In einem neuen Experiment testete ein Forscherteam um Robin Hare von der University of Western Australia in Crawley noch einmal verschiedene Parfüms, die Estratetraenol, Androstadienon oder ein Placebo enthielten. Die Probanden, 94 hetero- und homosexuelle Frauen und Männer, wurden zunächst gebeten, geschlechtsneutrale Gesichter, die zuvor am Computer zusammengesetzt worden waren, einem Geschlecht zuzuordnen. Im zweiten Schritt mussten die Teilnehmer menschliche Gesichter nach Attraktivität ordnen und angeben, ob sie der betreffenden Person einen Seitensprung zutrauten oder nicht.

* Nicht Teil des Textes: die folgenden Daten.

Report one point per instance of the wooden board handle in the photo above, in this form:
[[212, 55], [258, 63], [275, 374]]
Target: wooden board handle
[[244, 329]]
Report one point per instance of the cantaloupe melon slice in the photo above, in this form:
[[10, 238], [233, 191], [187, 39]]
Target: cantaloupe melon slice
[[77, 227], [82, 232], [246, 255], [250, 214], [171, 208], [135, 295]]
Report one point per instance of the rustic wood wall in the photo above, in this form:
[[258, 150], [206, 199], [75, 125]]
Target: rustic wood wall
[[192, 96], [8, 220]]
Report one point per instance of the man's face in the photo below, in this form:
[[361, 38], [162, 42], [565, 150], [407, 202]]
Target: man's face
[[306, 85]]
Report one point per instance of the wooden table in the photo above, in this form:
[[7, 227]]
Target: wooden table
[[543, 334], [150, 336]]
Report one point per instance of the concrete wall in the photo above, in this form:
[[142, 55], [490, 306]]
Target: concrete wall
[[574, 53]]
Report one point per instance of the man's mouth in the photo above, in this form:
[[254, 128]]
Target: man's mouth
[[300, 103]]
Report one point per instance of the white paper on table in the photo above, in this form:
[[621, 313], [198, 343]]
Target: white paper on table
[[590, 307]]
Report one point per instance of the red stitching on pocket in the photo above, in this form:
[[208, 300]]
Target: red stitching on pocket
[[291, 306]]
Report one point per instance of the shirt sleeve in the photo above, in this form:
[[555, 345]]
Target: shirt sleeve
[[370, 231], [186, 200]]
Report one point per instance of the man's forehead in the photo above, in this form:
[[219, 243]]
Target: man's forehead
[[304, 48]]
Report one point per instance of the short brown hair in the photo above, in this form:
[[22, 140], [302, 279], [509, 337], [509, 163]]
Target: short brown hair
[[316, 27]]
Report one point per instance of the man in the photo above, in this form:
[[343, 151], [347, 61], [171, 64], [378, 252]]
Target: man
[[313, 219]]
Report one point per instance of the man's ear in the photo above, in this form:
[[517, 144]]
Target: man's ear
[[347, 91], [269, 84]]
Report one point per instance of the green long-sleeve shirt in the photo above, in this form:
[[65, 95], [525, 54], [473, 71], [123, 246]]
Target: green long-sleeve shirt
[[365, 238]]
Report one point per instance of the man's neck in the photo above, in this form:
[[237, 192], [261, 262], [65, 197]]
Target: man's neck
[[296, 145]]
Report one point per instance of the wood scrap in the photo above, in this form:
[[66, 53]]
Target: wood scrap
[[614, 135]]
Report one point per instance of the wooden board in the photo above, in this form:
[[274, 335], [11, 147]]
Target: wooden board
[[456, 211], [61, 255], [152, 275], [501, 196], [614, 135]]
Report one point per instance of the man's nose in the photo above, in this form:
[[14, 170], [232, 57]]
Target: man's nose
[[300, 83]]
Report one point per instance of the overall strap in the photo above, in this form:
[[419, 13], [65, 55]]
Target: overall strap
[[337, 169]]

Wie Hare und seine Kollegen im Fachblatt »Royal Society Open Science« (DOI: 10.1098/rsos.160831) mitteilen, war weder Estratetraenol noch Androstadienon von irgendeinem Einfluss auf die getroffenen Entscheidungen der Probanden. Das Resümee der Forscher fiel diesmal vorsichtiger aus: »Sollte es menschliche Pheromome geben, gehören Estratetraenol und Androstadienon wahrscheinlich nicht dazu.«

Schon länger ist bekannt, dass der Mensch fünf funktionstüchtige Gene besitzt, die in der Riechschleimhaut Pheromonrezeptoren bilden. Doch gibt es überhaupt Stoffe, auf die diese Rezeptoren reagieren? Hanns Hatt vom Lehrstuhl für Zellbiologie der Ruhruniversität Bochum (RUB) hat einen solchen Stoff identifiziert: Hedion, ein synthetischer Duft mit einer Jasmin-Magnolien-Note. Hedion aktiviert im Gehirn einen Bereich des Hypothalamus, der unter anderem die Ausschüttung von Sexualhormonen steuert. Bei Frauen ist diese Aktivität übrigens stärker ausgeprägt als bei Männern. In einem nächsten Schritt wollen Hatt und seine Kollegen in Körpersekreten Geruchsmoleküle finden, die hedionähnlich sind und auf den Rezeptor wirken. »Damit könnten Menschen dann tatsächlich miteinander kommunizieren.«

Gleichsam als Vorgeschmack darauf hat die Universität Bochum im Jahr 2015 als erste Hochschule weltweit ein eigenes Parfüm herausgebracht. Es trägt die Bezeichnung »Knowledge by RUB« und duftet nach Zitrusfrüchten, Blumen und Holz, einer Mischung, die, so heißt es, der Entspannung und geistigen Fitness diene. Aber auch Hedion ist in dem Parfüm enthalten. Ob dieses nun tatsächlich wie ein Aphrodisiakum wirkt, wird derzeit von zahlreichen Anwendern getestet. Im Gegensatz zu anderen angeblich lustfördernden Parfüms (und so manchen Edeldüften) ist »Knowledge by RUB« nicht übermäßig teuer. Eine 50-Milliliter-Flasche kostet 29,50 Euro.